SINGAPORE — In a moment of magic at Grace Orchard School recently, visiting American singer and guitarist Tony Memmel received a request from a student to play a pop song. When he started on the first few bars of Katy Perry’s Roar, another student picked up an extra microphone, made his way to the front of the audience and began belting out the song.
“Everybody was singing and clapping along with him, he made our day,” said Mr Memmel’s wife Lesleigh, who accompanied him to the school, which caters to students with mild intellectual disability and mild autism.
The couple were here for six days last month as Mr Memmel, who turns 32 on Sunday (Dec 3), was part of the American Music Abroad Tour organised by the United States Embassy in Singapore.
Born without a left forearm and hand, Mr Memmel taught himself to play the guitar by making a cast out of duct tape that functions as a guitar pick to his arm.
He and his band visited several schools including Juying Secondary and Grace Orchard School, and also interacted with children from the Cerebral Palsy Alliance Singapore.
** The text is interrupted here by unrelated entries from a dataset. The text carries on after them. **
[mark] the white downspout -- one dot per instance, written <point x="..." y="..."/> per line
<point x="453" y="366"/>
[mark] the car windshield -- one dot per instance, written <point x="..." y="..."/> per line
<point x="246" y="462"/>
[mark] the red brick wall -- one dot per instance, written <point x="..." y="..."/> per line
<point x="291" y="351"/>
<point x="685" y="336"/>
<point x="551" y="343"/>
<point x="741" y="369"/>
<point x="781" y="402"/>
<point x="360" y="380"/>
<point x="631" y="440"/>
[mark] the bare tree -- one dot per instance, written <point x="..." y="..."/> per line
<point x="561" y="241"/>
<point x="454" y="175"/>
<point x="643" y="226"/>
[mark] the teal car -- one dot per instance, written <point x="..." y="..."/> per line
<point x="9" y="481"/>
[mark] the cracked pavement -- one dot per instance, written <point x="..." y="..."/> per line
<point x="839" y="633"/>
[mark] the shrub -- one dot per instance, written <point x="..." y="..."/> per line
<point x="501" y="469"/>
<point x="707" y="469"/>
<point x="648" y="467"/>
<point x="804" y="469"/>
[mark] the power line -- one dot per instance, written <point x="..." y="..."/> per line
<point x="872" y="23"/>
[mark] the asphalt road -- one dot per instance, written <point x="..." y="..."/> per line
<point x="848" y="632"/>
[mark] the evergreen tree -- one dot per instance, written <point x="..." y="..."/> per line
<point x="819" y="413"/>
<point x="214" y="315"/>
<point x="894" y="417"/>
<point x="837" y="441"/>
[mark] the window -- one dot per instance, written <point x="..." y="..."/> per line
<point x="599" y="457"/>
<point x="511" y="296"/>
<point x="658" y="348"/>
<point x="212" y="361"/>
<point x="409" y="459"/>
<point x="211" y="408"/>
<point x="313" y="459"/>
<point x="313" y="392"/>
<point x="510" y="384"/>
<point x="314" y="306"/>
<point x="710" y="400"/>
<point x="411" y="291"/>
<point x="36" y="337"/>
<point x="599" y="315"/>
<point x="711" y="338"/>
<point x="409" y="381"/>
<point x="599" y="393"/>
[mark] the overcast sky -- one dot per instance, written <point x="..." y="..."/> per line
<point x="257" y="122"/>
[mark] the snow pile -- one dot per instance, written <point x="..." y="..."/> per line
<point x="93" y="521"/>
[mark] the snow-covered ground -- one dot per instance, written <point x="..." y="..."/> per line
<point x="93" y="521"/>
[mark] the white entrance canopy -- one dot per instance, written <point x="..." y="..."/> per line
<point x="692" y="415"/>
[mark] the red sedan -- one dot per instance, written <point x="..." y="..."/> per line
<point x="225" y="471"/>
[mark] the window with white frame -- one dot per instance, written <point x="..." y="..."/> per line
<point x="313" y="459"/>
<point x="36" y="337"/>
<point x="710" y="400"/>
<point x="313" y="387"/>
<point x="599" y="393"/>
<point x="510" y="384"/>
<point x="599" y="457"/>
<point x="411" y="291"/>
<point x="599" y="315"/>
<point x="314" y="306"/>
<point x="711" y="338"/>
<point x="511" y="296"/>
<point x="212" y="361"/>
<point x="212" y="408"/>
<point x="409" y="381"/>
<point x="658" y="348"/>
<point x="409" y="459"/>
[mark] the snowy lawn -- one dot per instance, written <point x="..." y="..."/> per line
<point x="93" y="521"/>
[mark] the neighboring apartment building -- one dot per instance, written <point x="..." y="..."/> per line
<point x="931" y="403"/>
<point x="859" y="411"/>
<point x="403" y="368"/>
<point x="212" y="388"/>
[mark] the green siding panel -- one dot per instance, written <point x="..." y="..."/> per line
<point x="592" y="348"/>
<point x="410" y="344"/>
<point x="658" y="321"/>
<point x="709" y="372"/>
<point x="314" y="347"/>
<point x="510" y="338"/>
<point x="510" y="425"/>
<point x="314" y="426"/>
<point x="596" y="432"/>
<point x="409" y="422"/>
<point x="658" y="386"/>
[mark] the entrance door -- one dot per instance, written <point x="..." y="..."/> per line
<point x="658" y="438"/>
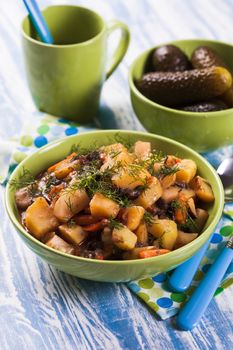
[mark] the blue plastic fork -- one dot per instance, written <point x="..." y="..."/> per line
<point x="38" y="21"/>
<point x="193" y="310"/>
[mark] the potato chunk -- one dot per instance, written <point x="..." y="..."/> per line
<point x="202" y="189"/>
<point x="202" y="217"/>
<point x="134" y="253"/>
<point x="123" y="238"/>
<point x="111" y="159"/>
<point x="170" y="194"/>
<point x="130" y="177"/>
<point x="142" y="149"/>
<point x="39" y="218"/>
<point x="142" y="234"/>
<point x="23" y="197"/>
<point x="70" y="203"/>
<point x="73" y="234"/>
<point x="103" y="207"/>
<point x="151" y="194"/>
<point x="133" y="216"/>
<point x="64" y="167"/>
<point x="59" y="244"/>
<point x="166" y="230"/>
<point x="115" y="147"/>
<point x="184" y="238"/>
<point x="160" y="226"/>
<point x="187" y="170"/>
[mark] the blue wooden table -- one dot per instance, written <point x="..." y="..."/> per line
<point x="41" y="308"/>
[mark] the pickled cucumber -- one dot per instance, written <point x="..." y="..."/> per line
<point x="204" y="57"/>
<point x="208" y="106"/>
<point x="169" y="58"/>
<point x="182" y="88"/>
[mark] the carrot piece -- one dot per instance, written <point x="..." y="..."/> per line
<point x="55" y="190"/>
<point x="83" y="220"/>
<point x="66" y="160"/>
<point x="93" y="227"/>
<point x="153" y="252"/>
They held a free concert for about 100 people at the Enabling Village, for which the TODAY Enable Fund sponsored the venue.
Ms Memmel, 32, who used to work as a nurse, plays the piano and helps with the handling of music and sound equipment.
They first met 13 years ago in choir practice as students at the University of Wisconsin Oshkosh. “He walked in and asked if he could sit by me, and we dated… and it’s been nine years since we’ve been married now,” said Ms Memmel.
Besides their music, their relationship has also inspired others.
A meeting with a boy in Uruguay was one of the most memorable to date. “(The) teenage boy said that he was so moved just by seeing Lesleigh and I together, (as it was) very rare to see someone with a physical disability like mine with someone ‘normal’ like Lesleigh in a relationship,” said Mr Memmel. “By just being who we are, we are able to touch people in a way we never could have expected.”
Said his wife: “I never gave his disability a second thought because he was such a nice person.”
Mr Memmel spent eight years experimenting with ways to attach a pick to his elbow so he could pluck the strings of the guitar.
“I started by just going around the house… collecting a box of supplies that I thought would help me… glue, tape, string, sleeves, socks,” he said.
After eight years of trial and error, he perfected the taping mechanism by wrapping Gorilla tape around his elbow and creating a sharp end that functions as a pick.
His limb difference has helped him develop a strong work ethic.
“(It) takes work to get good at tasks, and sometimes extra time and practice and a way of thinking outside the box to accomplish things,” said Mr Memmel.
He still keeps his first guitar — a Fender Stratocaster electric left-handed guitar in midnight blue, bought with money earned as a part-time soccer referee and baby-sitter in his teens – at home on a stand.
“There’s all this grime and dirt from all of the duct tape that came off from my picks from learning how to play… and it just shows me how much time I spent learning how to play with that guitar,” he said. “I’ll never clean it.”